Les Intellectuels Guinéens : Architectes des Systèmes Autoritaires

L'histoire politique de la Guinée dessine un récit profondément troublant où les intellectuels, loin d'être de simples observateurs neutres, sont devenus les principaux architectes des systèmes autoritaires. Cette trajectoire complexe révèle comment le savoir et l'influence intellectuelle peuvent être détournés de leur mission originelle pour devenir des instruments de légitimation du pouvoir.

Depuis son indépendance, la Guinée a traversé une succession de régimes marqués par une concentration croissante du pouvoir, une érosion systématique des institutions démocratiques et une répression politique quasi-permanente. Dans ce processus déstructurant, les intellectuels ont joué un rôle central et paradoxal : non pas comme contre-pouvoir critique, mais comme co-constructeurs actifs des dynamiques autoritaires.

Chaque période politique a vu l'émergence de mouvements intellectuels savamment orchestrés, destinés à légitimer et pérenniser les régimes en place. Ces mouvements ne sont pas de simples manifestations spontanées, mais des stratégies calculées où les élites intellectuelles utilisent leur capital culturel pour produire des narratifs légitimateurs, créer des justifications théoriques aux changements de régime, mobiliser l'opinion publique et neutraliser toute critique potentielle.

Le phénomène du « Coudeisme » sous Lansana Conté illustre parfaitement cette dynamique perverse. Des intellectuels ont activement promu l'idée d'une présidence à vie, transformant un président modeste en autocrate. Ils ont fourni le vernis idéologique nécessaire pour justifier ce glissement antidémocratique, utilisant des argumentaires sophistiqués pour défendre l'indéfendable.

De même, lors du coup d'État de Moussa Dadis Camara, le mouvement « Dadis ou la Mort » a mobilisé un soutien intellectuel remarquable. Ces penseurs ont présenté la prise de pouvoir militaire non comme une rupture constitutionnelle, mais comme une nécessité nationale, une intervention salvatrice. Leur rhétorique élaborée a permis de transformer un événement violent en acte prétendument légitime de refondation politique.

Avec Alpha Condé, le mouvement « Woalou Akha Akha Waliragnon » a poussé encore plus loin cette logique de manipulation. Une campagne intellectuelle sophistiquée a été orchestrée pour modifier la constitution et permettre un troisième mandat, défiant tous les principes démocratiques. Les mêmes universitaires, juristes et analystes politiques qui auraient dû défendre l'État de droit sont devenus les promoteurs zélés d'une dérive autoritaire.

Plus récemment, le mouvement « Doumbouya Kawa » perpétue cette tradition. Après le coup d'État militaire, des intellectuels se sont rapidement mobilisés pour légitimer la nouvelle gouvernance, transformant une rupture institutionnelle en un récit de renouveau national.

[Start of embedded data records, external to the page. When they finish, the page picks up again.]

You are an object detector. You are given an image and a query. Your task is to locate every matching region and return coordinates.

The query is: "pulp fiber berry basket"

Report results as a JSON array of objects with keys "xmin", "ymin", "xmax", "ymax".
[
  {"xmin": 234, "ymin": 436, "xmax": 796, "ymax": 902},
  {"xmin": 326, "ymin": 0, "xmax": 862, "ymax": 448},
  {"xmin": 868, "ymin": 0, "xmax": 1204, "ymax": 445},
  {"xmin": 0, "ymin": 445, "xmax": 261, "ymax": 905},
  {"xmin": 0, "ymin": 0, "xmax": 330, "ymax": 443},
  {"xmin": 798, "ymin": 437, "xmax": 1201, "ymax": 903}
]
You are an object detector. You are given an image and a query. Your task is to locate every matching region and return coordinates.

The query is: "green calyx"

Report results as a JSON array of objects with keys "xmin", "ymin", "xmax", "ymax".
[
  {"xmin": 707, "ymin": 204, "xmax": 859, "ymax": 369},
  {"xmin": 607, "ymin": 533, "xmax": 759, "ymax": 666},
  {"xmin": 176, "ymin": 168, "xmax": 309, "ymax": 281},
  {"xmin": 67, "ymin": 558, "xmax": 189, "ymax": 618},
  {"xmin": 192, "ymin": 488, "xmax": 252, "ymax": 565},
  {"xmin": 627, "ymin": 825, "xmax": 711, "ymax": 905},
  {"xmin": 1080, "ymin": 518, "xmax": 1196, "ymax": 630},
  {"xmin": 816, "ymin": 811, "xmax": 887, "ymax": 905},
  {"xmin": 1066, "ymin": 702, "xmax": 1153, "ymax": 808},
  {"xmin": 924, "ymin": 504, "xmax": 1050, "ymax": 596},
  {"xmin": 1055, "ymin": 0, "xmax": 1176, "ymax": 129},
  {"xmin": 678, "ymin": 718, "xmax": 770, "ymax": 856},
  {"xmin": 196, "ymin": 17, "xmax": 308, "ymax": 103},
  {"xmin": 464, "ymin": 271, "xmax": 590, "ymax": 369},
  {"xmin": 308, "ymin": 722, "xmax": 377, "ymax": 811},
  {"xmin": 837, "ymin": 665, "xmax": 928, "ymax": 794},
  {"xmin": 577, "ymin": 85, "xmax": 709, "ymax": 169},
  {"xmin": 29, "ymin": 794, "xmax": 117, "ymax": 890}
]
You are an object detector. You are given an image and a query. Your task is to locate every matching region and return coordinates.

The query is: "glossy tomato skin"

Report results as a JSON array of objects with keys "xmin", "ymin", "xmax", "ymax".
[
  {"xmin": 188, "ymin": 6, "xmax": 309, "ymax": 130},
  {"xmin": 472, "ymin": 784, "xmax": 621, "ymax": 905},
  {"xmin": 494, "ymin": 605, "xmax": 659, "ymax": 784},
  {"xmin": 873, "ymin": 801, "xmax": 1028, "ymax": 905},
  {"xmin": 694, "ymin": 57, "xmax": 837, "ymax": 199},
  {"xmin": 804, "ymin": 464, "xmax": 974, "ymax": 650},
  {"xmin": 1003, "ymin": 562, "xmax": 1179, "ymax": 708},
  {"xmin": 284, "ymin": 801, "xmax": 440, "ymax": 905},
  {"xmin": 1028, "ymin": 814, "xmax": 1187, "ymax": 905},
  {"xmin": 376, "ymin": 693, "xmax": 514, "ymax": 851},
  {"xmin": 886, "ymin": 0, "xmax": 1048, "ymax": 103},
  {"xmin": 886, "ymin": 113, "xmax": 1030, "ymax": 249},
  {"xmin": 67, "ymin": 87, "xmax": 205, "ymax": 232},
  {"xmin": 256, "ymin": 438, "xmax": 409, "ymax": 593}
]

Cette facilité de ralliement révèle une dynamique profonde de compromission. Les intellectuels guinéens sont motivés par des intérêts personnels immédiats : obtenir des postes administratifs, bénéficier de financements, gagner en reconnaissance sociale. Ils sacrifient ainsi leur fonction critique originelle sur l'autel de l'opportunisme.

Le phénomène de "transhumance politique" est devenu un mécanisme systémique. Les mêmes intellectuels qui hier critiquaient un régime seront demain ses plus fervents défenseurs, dès lors qu'une opportunité personnelle se présente. Cette mobilité opportuniste discrédite totalement leur fonction sociale et intellectuelle.

Les conséquences de cette attitude sont dramatiques et systémiques. Non seulement ces pratiques affaiblissent les institutions démocratiques, mais elles légitiment des régimes autoritaires, érodent la crédibilité intellectuelle et perpétuent des cycles infernaux de pouvoir autocratique.

Cette trahison de la fonction intellectuelle est d'autant plus grave que ces élites disposent des outils analytiques pour comprendre les mécanismes de domination. Ils choisissent délibérément de les utiliser pour consolider le pouvoir plutôt que pour le critiquer.

La responsabilité historique de ces intellectuels est immense. En trahissant leur mission critique, ils deviennent des complices actifs de l'autoritarisme, contribuant à maintenir des systèmes qui oppriment la population guinéenne.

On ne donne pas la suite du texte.